For those patients who were identified as requiring a face to face assessment, the treatment plan was changed in 50% of cases. In the other 50%, the patient and parent/carer could be reassured that there were no additional concerns or that the additional issue could be corrected at a later stage. These patients could be counselled on the need for future orthodontic treatment where appropriate.

Other services who undertake GA extractions may struggle to liaise with orthodontic colleagues as they may not be sharing the same site. This is where a good working relationship with colleagues of other specialties is important and creating a means for a secure electronic exchange can be of benefit. Email is a much easier way to liaise with orthodontic colleagues than letters or face to face appointments which can be time consuming as well as costly in terms of NHS finances.

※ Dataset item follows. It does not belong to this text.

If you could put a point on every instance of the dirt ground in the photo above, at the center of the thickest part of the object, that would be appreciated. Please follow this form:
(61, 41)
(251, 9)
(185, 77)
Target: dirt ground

Since there are multiple clinicians referring for an orthodontic input, there can be a few differences in the information provided when referring to the orthodontist. Although this doesn't result in any significant difference in the orthodontic input received, it can sometimes delay the process as the orthodontist may ask further questions regarding the patient and the clinical scenario to assist in arriving at the final advice. We are currently developing a referral proforma to ensure that the information provided is as comprehensive as possible. This will standardise the process of obtaining orthodontic input and will make it easier for both departments to liaise effectively. From a governance and audit perspective, it will be simpler to keep a record of these referrals.

Conclusion

This evaluation has confirmed the value of an orthodontic review of patients planned for extraction of permanent teeth under general anaesthetic. This model of triaging of records by the orthodontist via email has proved successful in West Dorset. Other general anaesthetic providers should also consider this model.